What Is Temporal Arteritis?
1. Limb paralysis: it can be central hemiplegia, uniplegia, triplegia, bilateral upper or lower limb paralysis, bilateral paralysis, with symptoms of hemiplegia, hemiplegia, increased intracranial pressure, and can also manifest as seizures, ADHD shape.
Cerebral arteritis
- Cerebral arteritis is a cerebrovascular disease caused by stenosis, occlusion, ischemia and infarction of cerebral tissues in the blood supply area due to infection, drugs or allergies, etc., and is mainly manifested by limb paralysis, aphasia and mental symptoms. .
- Western Medicine Name
- Cerebral arteritis
- Affiliated Department
- Internal Medicine-Neurology
- Disease site
- head
- The main symptoms
- Paralysis, aphasia
- Main cause
- Infections, drugs
- Multiple groups
- Children and young adults
- Contagious
- Non-contagious
- Whether to enter health insurance
- Yes
Clinical manifestations of cerebral arteritis
- 1. Limb paralysis: it can be central hemiplegia, uniplegia, triplegia, bilateral upper or lower limb paralysis, bilateral paralysis, with symptoms of hemiplegia, hemiplegia, increased intracranial pressure, and can also manifest as seizures, ADHD shape.
- 2, aphasia: all kinds of aphasia can occur, but the majority of motor aphasia, can be associated with pseudobulbar palsy, cranial nerve palsy symptoms.
- 3. Psychiatric symptoms: unresponsiveness, sluggishness, smirk, loss of intelligence, disorientation, calculation, and memory, and even hallucinations and delusions, which can be accompanied by varying degrees of consciousness disturbance.

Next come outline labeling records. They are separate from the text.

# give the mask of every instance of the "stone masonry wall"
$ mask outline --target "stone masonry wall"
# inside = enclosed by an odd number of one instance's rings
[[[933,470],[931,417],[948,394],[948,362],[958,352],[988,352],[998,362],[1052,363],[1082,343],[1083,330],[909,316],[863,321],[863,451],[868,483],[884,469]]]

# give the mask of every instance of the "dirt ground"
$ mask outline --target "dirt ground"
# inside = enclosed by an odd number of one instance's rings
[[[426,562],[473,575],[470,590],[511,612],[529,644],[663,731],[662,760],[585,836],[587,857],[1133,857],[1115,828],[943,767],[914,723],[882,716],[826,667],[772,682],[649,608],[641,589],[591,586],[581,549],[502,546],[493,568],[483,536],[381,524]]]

Cerebral arteritis disease classification
- 1. Leptospira cerebral arteritis: History of close contact with epidemic water. It is more common in children under 12 years old, and it is more common in winter. It usually occurs 2 to 5 months after the peak of summer epidemic. There are precursor symptoms such as fever, headache and body pain before onset. The clinical manifestations have the characteristics of acute cerebrovascular disease, which can be hemiplegia, bihemiparesis, aphasia or transient ischemic attack. Serum Leptospira coagulation test and complement binding test were positive. The cerebral aorta showed multiple arteritis changes during cerebral angiography.
- 2, lupus erythematosus cerebral arteritis: more common in women. Symptoms of connective tissue disease and neuropsychiatric symptoms. Lupus cells were found in blood or bone marrow. Immunoglobulin increased and antinuclear antibodies were positive. C4 complement in blood and cerebrospinal fluid decreased.
- 3, nodular polyarteritis: more common in men 30 to 40 years old. Nodules along the arteries appear on the skin, such as the size of soybeans, with pain and tenderness, accompanied by spot rash, pimples, and purpura. Visceral kidney damage (hematuria, proteinuria, azotemia), respiratory system (hemopysis, asthma, pleurisy), and digestive system (nausea, abdominal pain, vomiting blood) appear. symptoms of diffuse brain damage, such as epilepsy, headache, hemiplegia, aphasia, ataxia, mental symptoms. Tissue biopsy is helpful for diagnosis.
- 4, multiple arteritis: more common in women under 30 years of age. Repetitive transient ischemic attacks eventually lead to cerebral infarction. The affected side's arterial pulsation weakened or disappeared, and the blood pressure in the upper limbs decreased or could not be measured. There is vascular noise in the neck or in the upper and lower areas of the collarbone. Arteriography can confirm the diagnosis.
- 5, temporal arteritis: more common in women over 60 years of age. Redness, swelling and tenderness in the temporal arteries, severe temporal pain, pulsatile, aggravation when chewing, can be accompanied by visual impairment, ischemic stroke performance and multiple muscle pain. ESR increased rapidly.
- 6, non-specific occlusive cerebral arteritis [1] : more common in children or young adults. Transient ischemic attack, progressive stroke, and complete stroke often occur repeatedly. The symptoms are diffuse and diverse. Cerebral angiography showed irregularities in the lumen of most cerebral arteries (mainly small and medium arteries). Narrow and occlusive.
Cerebral arteritis diagnosis points
- Incidence characteristics: more common in children and young adults, slightly more men; onset can be acute and slow, symptoms are complex and changeable, may have a history of leptospirosis, lupus erythematosus, nodular polyarteritis.
Cerebral arteritis auxiliary examination
- 1. ESR is more rapid.
- 2. CT of the skull can detect cerebral infarction.
Cerebral arteritis disease treatment
- Pay attention to rest, perform functional exercises on paralyzed limbs; prevent bedsores; strengthen nutrition, eat high protein and high vitamin foods.